Kyrgyzstan, though still scarred by a violent government coup d’etat in 2010, has seen robust economic growth thanks to international investment in its agribusiness and energy production industries. National GDP has grown at an average of 4 percent annually since 2015. However, the landlocked Central Asian country still struggles with a pronounced lack of domestic consumption expenditure. Improving low levels of credit access in Kyrgyzstan can boost consumer spending and confidence, which is paramount to ensuring a viable financial future for its citizens.
The Economic Importance of Credit
Credit is integral to the maintenance and growth of a market economy. Individuals and private organizations borrow money to buy goods and services in the market, which raises production and stimulates the consumer economy. Once credit debt and loans are paid back, the cycle continues again and again. It logically follows that if more consumers have access to a reliable credit system that provides loans, the economy expands and poverty is reduced.
This reasoning backs the approach that international multilateral organizations such as the World Bank and the U.N. employ in their efforts to combat poverty. In Kyrgyzstan, agriculture is by far the largest sector of the economy, employing about 40 percent of the working population and comprising nearly 20 percent of the country’s GDP. The Food and Agriculture Organization of the United Nations apprised the industry in 2006 and found that approximately 900,000 households contributed half of the agricultural output on 5 percent of Kyrgyzstan’s arable land. In addition, roughly 250,000 private farms employed half of the agricultural labor population while also contributing 40 percent of total output.

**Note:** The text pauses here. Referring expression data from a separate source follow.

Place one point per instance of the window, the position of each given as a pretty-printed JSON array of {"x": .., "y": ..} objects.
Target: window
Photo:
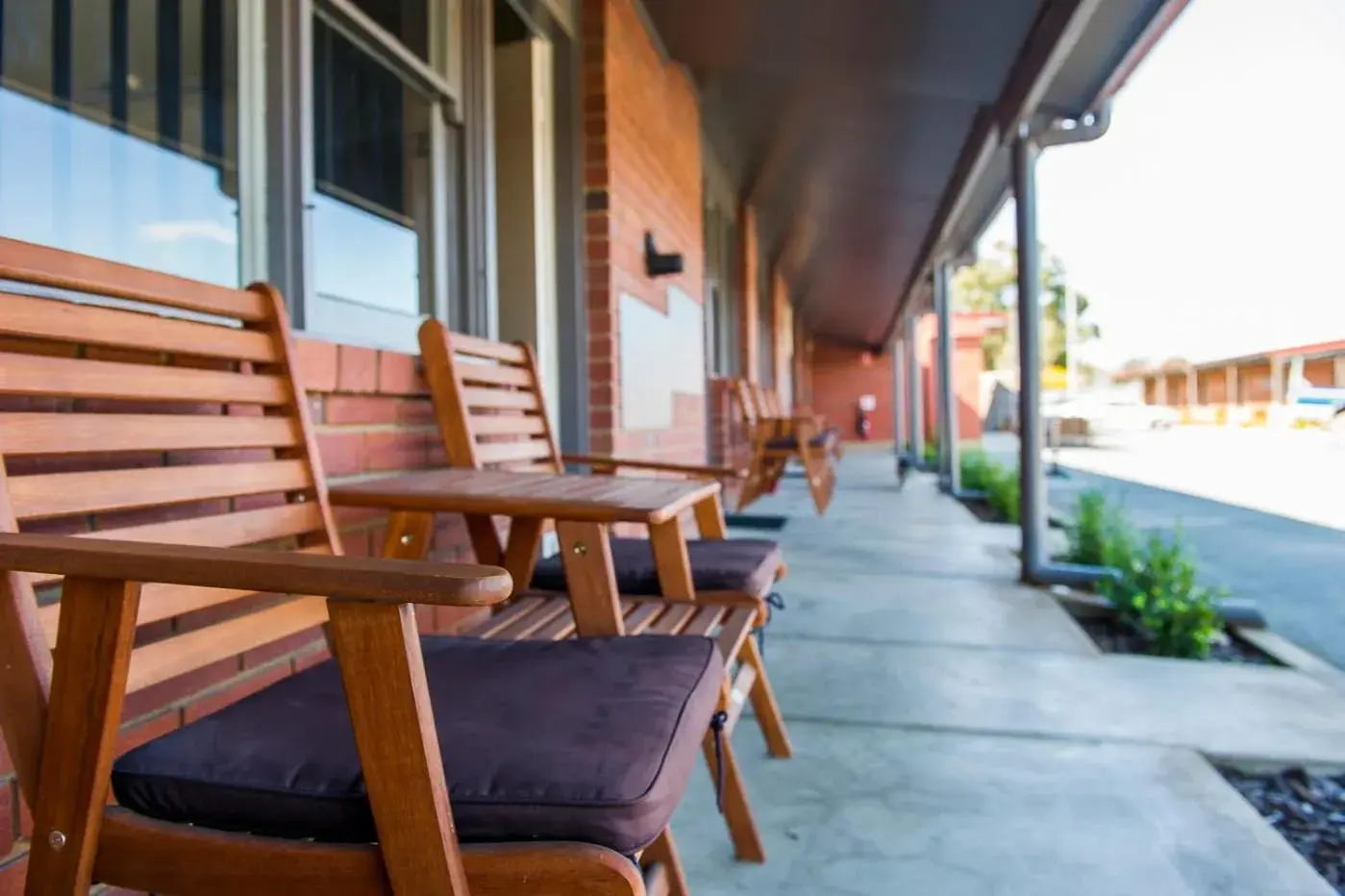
[
  {"x": 373, "y": 182},
  {"x": 383, "y": 243},
  {"x": 118, "y": 131}
]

Different Types of Credit Access
Although households and private farms are the two largest employers and producers of agricultural output, they cannot rely on the same systems of finance due to their fundamentally different roles in the economy. The categories of credit access in Kyrgyzstan differentiate based on the debtor. As household farms are usually individually operated, micro-financing institutions (MFIs) and non-governmental organizations more aptly serve their personal needs; these small-scale family farms generally have neither the land nor the assets to pay off the sizeable loans. On the other hand, commercial banking suits the privatized farm industry, which can afford to invest in equipment and expansion while employing up to several hundred laborers.
Recognizing this dichotomy, the World Bank’s International Finance Corporation (IFC) invested in multiple projects across different financial sectors. Its Investment Climate Advisory Services Project, initiated in 2009, works to remove barriers to entry in the market that would otherwise dissuade private businesses from expanding. From 2009 to 2012, the IFC also invested $26 million into Kompanion Financial Group, FINCA Kyrgyzstan and UniCredit Kyrgyzstan, all of which provide microfinance services to individuals and small businesses.
Potential Dangers of Expanding Credit
With the relaxation of government regulation and growth in spending, however, comes the danger of a potentially cataclysmic credit bubble. Eurasianet reported in 2012 that only 100 of the near 450 MFI’s in Kyrgyzstan actively engaged with clients; the barriers to starting an MFI are virtually nonexistent. Interested investors need slightly more than $2,000 USD to found their own MFI, and most have no education or background in finance. This lack of barriers, coupled with borrowers that often do not understand the loaning process, can result in overspending of nonexistent money and consequent high debt, which harms those who borrowed money to escape poverty in the first place.
The failure to properly rear a financial market and the motive of profit before anything else promoted in local populations spells disaster for both loaners and borrowers. Financial education of the local population and proper regulatory oversight is crucial for efforts to expand credit access in Kyrgyzstan to succeed. The implementation of finance in an industry as important to Kyrgyzstan as agribusiness bears the grave possibility of worsening the predicaments of those it was designed to help. However, if managed correctly, it also holds a much greater potential to lift Kyrgyzstan’s citizens out of poverty.